X-Git-Url: https://git.heureux-cyclage.org/?a=blobdiff_plain;f=languages%2FLanguageUtf8.php;h=d738624b77b490de3c32adbd78356cdf6cf9d34f;hb=502d86767181553745afd7103bc8e8573da9a138;hp=8b86bd08fee082a9f086bd6e2c61cc9e9908a99d;hpb=85558b19f982834ce55616416bdd131d5331590f;p=lhc%2Fweb%2Fwiklou.git

diff --git a/languages/LanguageUtf8.php b/languages/LanguageUtf8.php
index 8b86bd08fe..d738624b77 100644
--- a/languages/LanguageUtf8.php
+++ b/languages/LanguageUtf8.php
@@ -1,19 +1,29 @@
 <?php
-#$Id$
+/**
+  * @package MediaWiki
+  * @subpackage Language
+  */
+
 if( defined( "MEDIAWIKI" ) ) {
 
+# This file and LanguageLatin1.php may be included from within functions, so
+# we need to have global statements
+
+global $wgInputEncoding, $wgOutputEncoding, $wikiUpperChars, $wikiLowerChars;
+global $wgDBname, $wgMemc;
+
 $wgInputEncoding    = "UTF-8";
 $wgOutputEncoding	= "UTF-8";
 
-if (function_exists('mb_internal_encoding')) {
+if( function_exists( 'mb_strtoupper' ) ) {
 	mb_internal_encoding('UTF-8');
 } else {
 	# Hack our own case conversion routines
-	
+
 	# Loading serialized arrays is faster than parsing code :P
 	$wikiUpperChars = $wgMemc->get( $key1 = "$wgDBname:utf8:upper" );
 	$wikiLowerChars = $wgMemc->get( $key2 = "$wgDBname:utf8:lower" );
-	
+
 	if(empty( $wikiUpperChars) || empty($wikiLowerChars )) {
 		require_once( "includes/Utf8Case.php" );
 		$wgMemc->set( $key1, $wikiUpperChars );
@@ -21,36 +31,71 @@ if (function_exists('mb_internal_encoding')) {
 	}
 }
 
-# Base stuff useful to all UTF-8 based language files
+/**
+ * Base stuff useful to all UTF-8 based language files
+ * @package MediaWiki
+ */
 class LanguageUtf8 extends Language {
 
-	# These two functions use mbstring library, if it is loaded
-	# or compiled and character mapping arrays otherwise. 

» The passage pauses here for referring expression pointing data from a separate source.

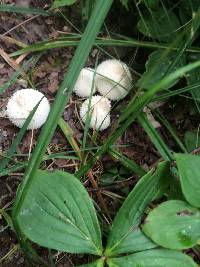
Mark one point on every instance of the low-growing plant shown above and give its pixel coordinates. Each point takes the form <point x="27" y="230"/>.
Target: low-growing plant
<point x="54" y="210"/>
<point x="58" y="213"/>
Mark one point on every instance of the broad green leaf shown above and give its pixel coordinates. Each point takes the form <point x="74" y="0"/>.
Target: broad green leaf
<point x="174" y="224"/>
<point x="98" y="263"/>
<point x="60" y="3"/>
<point x="192" y="140"/>
<point x="188" y="168"/>
<point x="156" y="67"/>
<point x="153" y="258"/>
<point x="125" y="229"/>
<point x="57" y="213"/>
<point x="161" y="25"/>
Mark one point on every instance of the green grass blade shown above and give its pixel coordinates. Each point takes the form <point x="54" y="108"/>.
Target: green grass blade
<point x="133" y="110"/>
<point x="67" y="131"/>
<point x="99" y="13"/>
<point x="23" y="10"/>
<point x="66" y="42"/>
<point x="155" y="137"/>
<point x="130" y="164"/>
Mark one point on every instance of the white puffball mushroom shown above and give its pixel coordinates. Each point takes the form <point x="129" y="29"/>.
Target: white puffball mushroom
<point x="99" y="112"/>
<point x="113" y="79"/>
<point x="22" y="103"/>
<point x="85" y="83"/>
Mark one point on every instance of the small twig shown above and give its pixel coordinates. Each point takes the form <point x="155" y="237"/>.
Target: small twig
<point x="99" y="195"/>
<point x="20" y="24"/>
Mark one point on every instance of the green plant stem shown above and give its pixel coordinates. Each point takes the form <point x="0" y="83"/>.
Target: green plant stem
<point x="132" y="111"/>
<point x="68" y="132"/>
<point x="100" y="11"/>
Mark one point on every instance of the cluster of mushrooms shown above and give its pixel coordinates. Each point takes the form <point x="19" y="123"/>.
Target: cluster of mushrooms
<point x="112" y="79"/>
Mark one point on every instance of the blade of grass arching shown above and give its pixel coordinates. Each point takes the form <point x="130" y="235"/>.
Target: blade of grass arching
<point x="24" y="10"/>
<point x="155" y="137"/>
<point x="65" y="42"/>
<point x="133" y="110"/>
<point x="22" y="166"/>
<point x="171" y="130"/>
<point x="68" y="132"/>
<point x="13" y="169"/>
<point x="4" y="162"/>
<point x="16" y="74"/>
<point x="190" y="31"/>
<point x="176" y="92"/>
<point x="88" y="114"/>
<point x="99" y="13"/>
<point x="126" y="162"/>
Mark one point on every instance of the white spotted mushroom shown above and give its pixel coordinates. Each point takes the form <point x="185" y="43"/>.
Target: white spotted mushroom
<point x="113" y="79"/>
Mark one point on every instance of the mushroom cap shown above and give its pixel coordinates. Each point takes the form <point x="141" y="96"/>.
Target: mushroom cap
<point x="113" y="79"/>
<point x="85" y="83"/>
<point x="99" y="112"/>
<point x="22" y="103"/>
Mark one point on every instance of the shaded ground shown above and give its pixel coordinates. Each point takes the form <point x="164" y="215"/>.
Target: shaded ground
<point x="46" y="76"/>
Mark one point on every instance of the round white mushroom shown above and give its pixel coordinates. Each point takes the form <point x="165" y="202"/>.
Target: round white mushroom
<point x="22" y="103"/>
<point x="98" y="110"/>
<point x="84" y="86"/>
<point x="113" y="79"/>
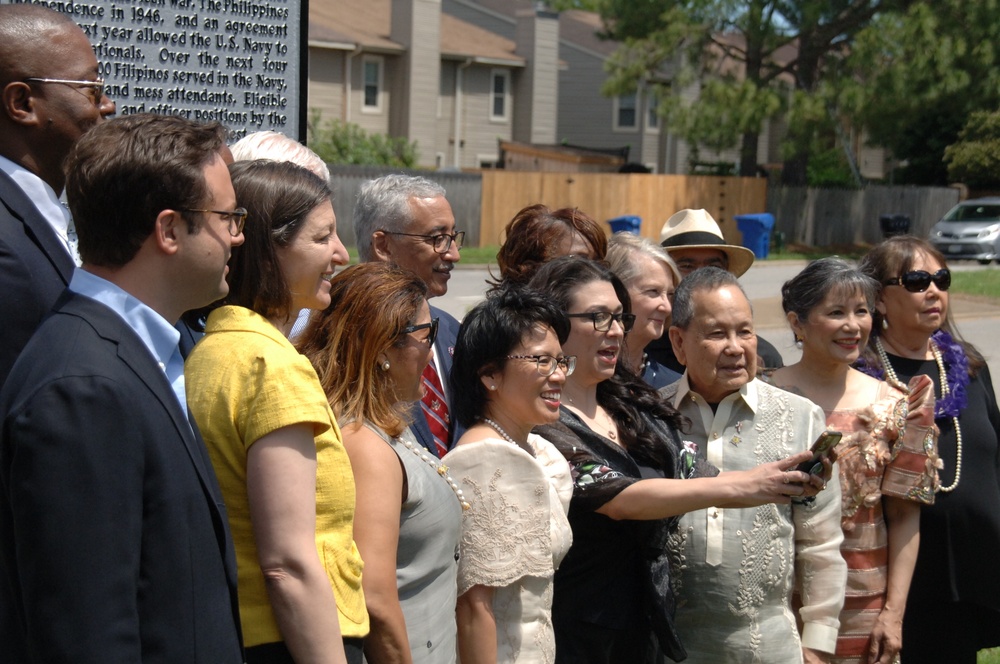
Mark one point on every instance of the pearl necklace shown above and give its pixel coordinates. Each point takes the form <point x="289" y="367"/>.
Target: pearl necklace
<point x="503" y="434"/>
<point x="610" y="425"/>
<point x="945" y="390"/>
<point x="441" y="469"/>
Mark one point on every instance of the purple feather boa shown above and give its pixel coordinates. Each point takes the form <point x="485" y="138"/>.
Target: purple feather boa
<point x="957" y="373"/>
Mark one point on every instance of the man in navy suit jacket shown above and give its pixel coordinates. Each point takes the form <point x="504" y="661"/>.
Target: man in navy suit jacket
<point x="39" y="122"/>
<point x="114" y="541"/>
<point x="407" y="221"/>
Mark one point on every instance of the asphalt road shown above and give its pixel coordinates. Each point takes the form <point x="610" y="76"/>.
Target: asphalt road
<point x="978" y="322"/>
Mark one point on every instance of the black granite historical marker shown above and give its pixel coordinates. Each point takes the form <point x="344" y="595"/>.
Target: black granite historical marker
<point x="238" y="62"/>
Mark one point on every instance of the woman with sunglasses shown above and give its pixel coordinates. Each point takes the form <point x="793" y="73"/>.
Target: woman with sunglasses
<point x="651" y="276"/>
<point x="538" y="234"/>
<point x="631" y="477"/>
<point x="273" y="440"/>
<point x="886" y="459"/>
<point x="953" y="608"/>
<point x="507" y="378"/>
<point x="369" y="348"/>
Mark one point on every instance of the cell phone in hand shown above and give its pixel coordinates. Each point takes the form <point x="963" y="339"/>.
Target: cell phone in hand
<point x="821" y="448"/>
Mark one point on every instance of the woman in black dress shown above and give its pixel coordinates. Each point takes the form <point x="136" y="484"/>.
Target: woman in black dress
<point x="953" y="609"/>
<point x="631" y="477"/>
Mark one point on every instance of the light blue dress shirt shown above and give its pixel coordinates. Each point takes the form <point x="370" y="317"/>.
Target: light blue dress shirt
<point x="159" y="336"/>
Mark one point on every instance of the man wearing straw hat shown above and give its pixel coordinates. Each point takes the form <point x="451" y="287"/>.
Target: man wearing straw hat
<point x="694" y="240"/>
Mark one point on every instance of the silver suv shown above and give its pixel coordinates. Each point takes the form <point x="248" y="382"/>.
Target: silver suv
<point x="970" y="231"/>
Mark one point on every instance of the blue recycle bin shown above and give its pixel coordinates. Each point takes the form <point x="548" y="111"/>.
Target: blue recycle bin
<point x="756" y="230"/>
<point x="626" y="224"/>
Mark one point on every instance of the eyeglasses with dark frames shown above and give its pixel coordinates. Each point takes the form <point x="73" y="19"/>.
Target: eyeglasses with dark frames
<point x="236" y="218"/>
<point x="440" y="241"/>
<point x="917" y="281"/>
<point x="546" y="364"/>
<point x="432" y="326"/>
<point x="602" y="320"/>
<point x="97" y="85"/>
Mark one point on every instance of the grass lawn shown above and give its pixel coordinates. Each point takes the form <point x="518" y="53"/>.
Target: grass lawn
<point x="983" y="283"/>
<point x="470" y="255"/>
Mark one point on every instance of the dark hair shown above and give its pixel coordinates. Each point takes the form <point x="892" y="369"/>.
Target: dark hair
<point x="122" y="173"/>
<point x="370" y="304"/>
<point x="625" y="396"/>
<point x="488" y="334"/>
<point x="278" y="196"/>
<point x="532" y="236"/>
<point x="893" y="257"/>
<point x="702" y="279"/>
<point x="807" y="290"/>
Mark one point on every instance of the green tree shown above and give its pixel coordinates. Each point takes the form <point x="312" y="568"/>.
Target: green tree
<point x="746" y="56"/>
<point x="975" y="158"/>
<point x="917" y="76"/>
<point x="338" y="142"/>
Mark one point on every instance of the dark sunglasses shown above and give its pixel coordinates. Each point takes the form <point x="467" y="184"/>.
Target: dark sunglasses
<point x="431" y="336"/>
<point x="917" y="281"/>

+	# These functions use mbstring library, if it is loaded
+	# or compiled and character mapping arrays otherwise.
 	# In case of language-specific character mismatch
 	# it should be dealt with in Language classes.
 
-	function ucfirst( $string ) {
-		if (function_exists('mb_strtoupper')) {
-			return mb_strtoupper(mb_substr($string,0,1)).mb_substr($string,1);
-		} else {
-		    global $wikiUpperChars;
-		    return preg_replace (
-        	    "/^([a-z]|[\\xc0-\\xff][\\x80-\\xbf]*)/e",
-        	    "strtr ( \"\$1\" , \$wikiUpperChars )",
-        	    $string );
-		}
+	function ucfirst( $str ) {
+		return LanguageUtf8::uc( $str, true );
 	}
-	
-	function lcfirst( $string ) {
-		if (function_exists('mb_strtolower')) {
-			return mb_strtolower(mb_substr($string,0,1)).mb_substr($string,1);
-		} else {
-		    global $wikiLowerChars;
-		    return preg_replace (
-        	    "/^([A-Z]|[\\xc0-\\xff][\\x80-\\xbf]*)/e",
-        	    "strtr ( \"\$1\" , \$wikiLowerChars )",
-        	    $string );
-		}
+
+	function uc( $str, $first = false ) {
+		if ( function_exists( 'mb_strtoupper' ) )
+			if ( $first )
+				if ( LanguageUtf8::isMultibyte( $str ) )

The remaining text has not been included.